Moving one to the bullpen might be intriguing but the Red Sox already have Craig Kimbrel as closer, should get a healthy Carson Smith back and – oh yeah – added setup man Tyler Thornburg in another deal on Tuesday. Thornburg had a 2.15 ERA in 67 games for the Milwaukee Brewers, striking out 90 in 67 innings.

So, let’s recalibrate: The team that won the AL East can run out 20-something-year-old homegrown position players such as Mookie Betts, Jackie Bradley, Jr., Andrew Benintendi and Xander Bogaerts, has the bulk of the best starting rotation in baseball locked up for the next three years and has pieces to trade.

Yikes! Why play the season?

“Four years down the road is an eternity in many ways,” said Dombrowski, who graciously credited his predecessor Ben Cherington – now the Blue Jays vice-president of baseball operations – with drafting and signing all the prospects he’s unloaded. “So you need to take advantage of the opportunity. Nothing’s guaranteed in life, though. If you make these moves, it doesn’t mean you’ll win.

“But any time you get there, short of just a total giveaway of your system or making moves that aren’t smart … I think you go for it.”

Well of course you do. Look around the AL East: The Baltimore Orioles are still waiting for Zach Britton to come in from the Rogers Centre bullpen, the Blue Jays are dealing with the vagaries of one of the oldest rosters in the game and the loss of cornerstone position players, the New York Yankees are about a year or maybe two behind the Red Sox in a rebuild and the Tampa Bay Rays run of luck with starting pitching seems to have run out, exacerbating an always-present set of financial limitations.

In fact, it was Yankees GM Brian Cashman who waved a rhetorical white flag, calling the Red Sox the “Golden State Warriors of baseball,” which is a nicer sentiment than when former Red Sox president and chief executive officer Larry Lucchino called the Yankees the “Evil Empire.”

Boldness is in Dombrowski’s blood – always has been. This is the guy, remember, who was GM of the Montreal Expos and traded away a future Hall of Famer in Randy Johnson for Mark Langston.

So, where do we go from here Blue Jays fans? My guess is the wild-card standings will be a place to begin, and that reminding yourself on a daily basis that it’s the Cleveland Indians – not the Red Sox – who are the defending AL champions is another place to start. That and light a few of those candles you thought were no longer in vogue after the departure of R.A. Dickey.

Look, if you really want to worry, consider the White Sox, whose GM, Rick Hahn, seemed to suggest he will trade anybody who isn’t under control for three years. Think about that. This is a team that spent the past three seasons in go-for-it mode, over-paying for 30ish free agents. A team that was, in Hahn’s words, “aggressive when it came to patching holes.”
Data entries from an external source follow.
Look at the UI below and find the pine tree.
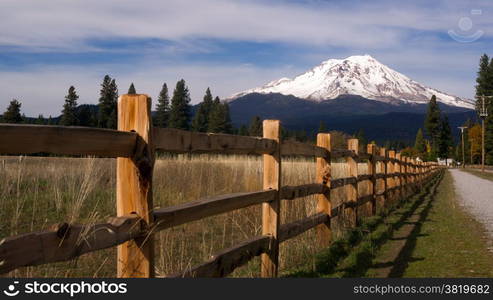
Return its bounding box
[154,83,170,128]
[127,82,137,95]
[98,75,118,128]
[192,88,213,132]
[60,86,79,126]
[248,116,264,136]
[36,114,45,125]
[414,128,426,159]
[356,128,367,151]
[208,97,233,133]
[318,121,327,133]
[424,95,441,160]
[438,115,454,159]
[238,124,248,135]
[169,79,190,130]
[77,104,98,127]
[476,54,493,101]
[2,99,23,123]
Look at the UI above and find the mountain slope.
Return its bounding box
[231,55,474,109]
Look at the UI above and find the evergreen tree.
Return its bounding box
[238,124,248,135]
[127,82,137,95]
[437,115,454,158]
[98,75,118,128]
[77,104,98,127]
[248,116,264,136]
[414,128,426,159]
[355,129,367,148]
[476,54,493,101]
[2,99,22,123]
[424,95,441,160]
[169,79,190,130]
[35,114,45,125]
[192,88,213,132]
[60,86,79,126]
[154,83,170,128]
[208,97,233,133]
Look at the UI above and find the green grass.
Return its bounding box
[284,172,439,277]
[285,172,493,277]
[403,172,493,277]
[461,169,493,180]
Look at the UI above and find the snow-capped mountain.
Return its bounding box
[231,55,474,109]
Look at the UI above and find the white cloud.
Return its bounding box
[0,0,486,115]
[0,0,493,50]
[0,64,301,116]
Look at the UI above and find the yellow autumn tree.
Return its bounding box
[468,124,482,163]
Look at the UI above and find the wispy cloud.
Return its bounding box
[0,0,493,115]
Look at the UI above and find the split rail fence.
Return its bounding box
[0,95,438,277]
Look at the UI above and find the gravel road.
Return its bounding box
[450,169,493,246]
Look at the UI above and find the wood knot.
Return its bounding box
[53,223,70,239]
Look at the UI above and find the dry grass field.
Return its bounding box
[0,155,367,277]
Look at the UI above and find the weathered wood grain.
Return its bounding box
[153,128,277,154]
[167,236,272,278]
[279,212,330,243]
[281,183,327,200]
[152,190,277,231]
[281,141,329,157]
[0,124,137,157]
[0,214,148,273]
[116,95,154,278]
[260,120,281,278]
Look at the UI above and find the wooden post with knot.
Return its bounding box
[116,95,154,278]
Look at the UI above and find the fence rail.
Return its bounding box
[0,95,438,277]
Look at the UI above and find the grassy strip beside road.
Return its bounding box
[284,172,493,277]
[286,172,440,277]
[460,168,493,180]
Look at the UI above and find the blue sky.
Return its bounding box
[0,0,493,116]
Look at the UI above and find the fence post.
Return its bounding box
[345,139,359,228]
[412,158,418,192]
[380,148,388,209]
[116,95,154,277]
[317,133,332,247]
[387,150,396,205]
[366,144,377,216]
[261,120,281,277]
[395,152,404,201]
[402,156,409,198]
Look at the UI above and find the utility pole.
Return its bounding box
[457,126,467,168]
[479,95,493,172]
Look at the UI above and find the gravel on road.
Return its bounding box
[450,169,493,248]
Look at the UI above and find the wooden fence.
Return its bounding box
[0,95,438,277]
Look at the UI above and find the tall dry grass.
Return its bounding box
[0,155,367,277]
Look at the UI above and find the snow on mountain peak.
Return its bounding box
[232,54,474,109]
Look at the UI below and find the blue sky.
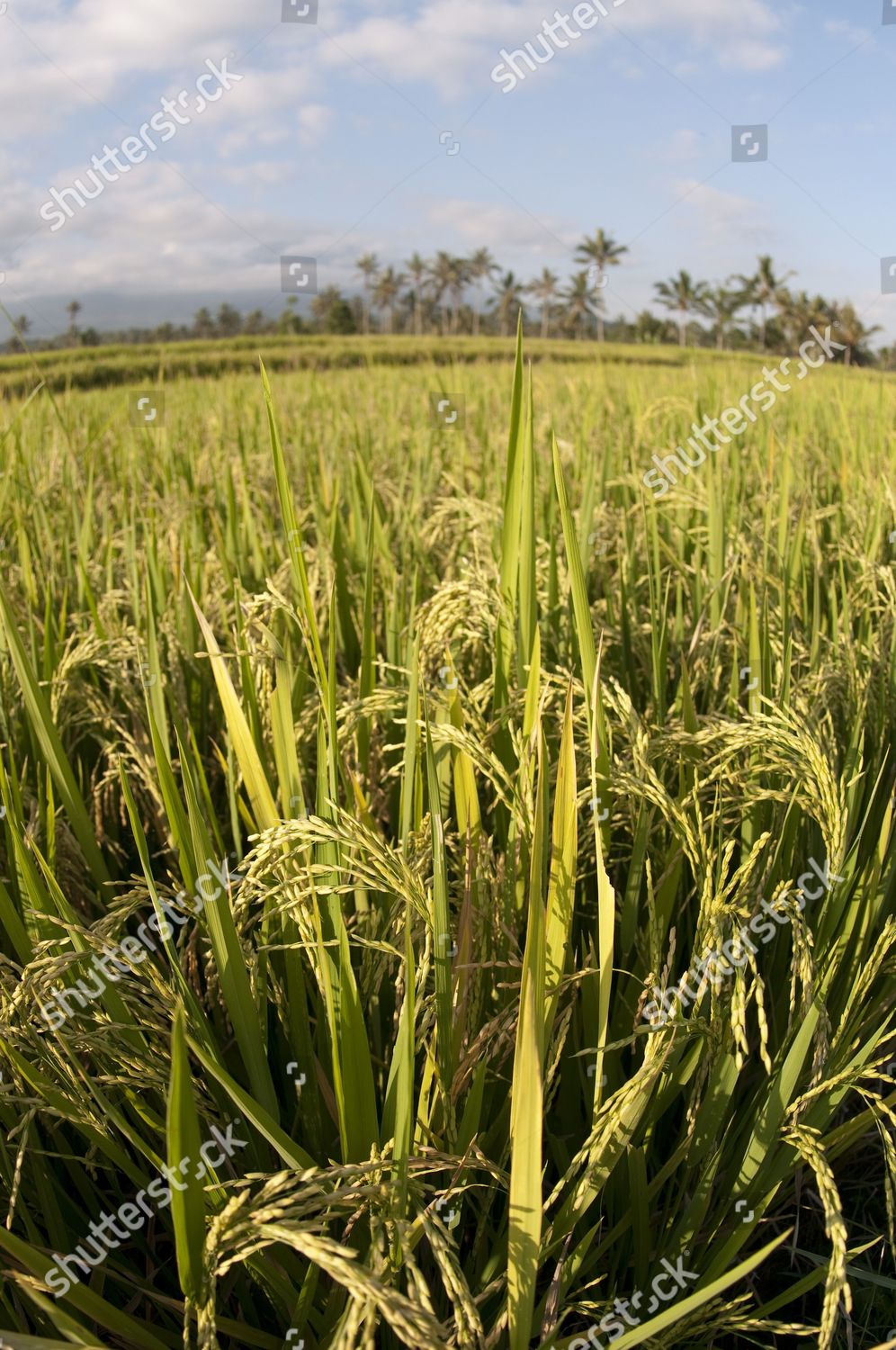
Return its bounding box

“This is a reset for us,” Hahn said matter-of-factly. “The path just doesn’t fit for how we acted the last couple of years. It was about ‘win now.’ It was ‘patch and play.’ We had to ask the question, ‘when is the right time to pivot?’”

You want something to worry about? Worry about that. Worry about the impact of time on an old lineup in a young man’s game, and when the call to pivot is heard.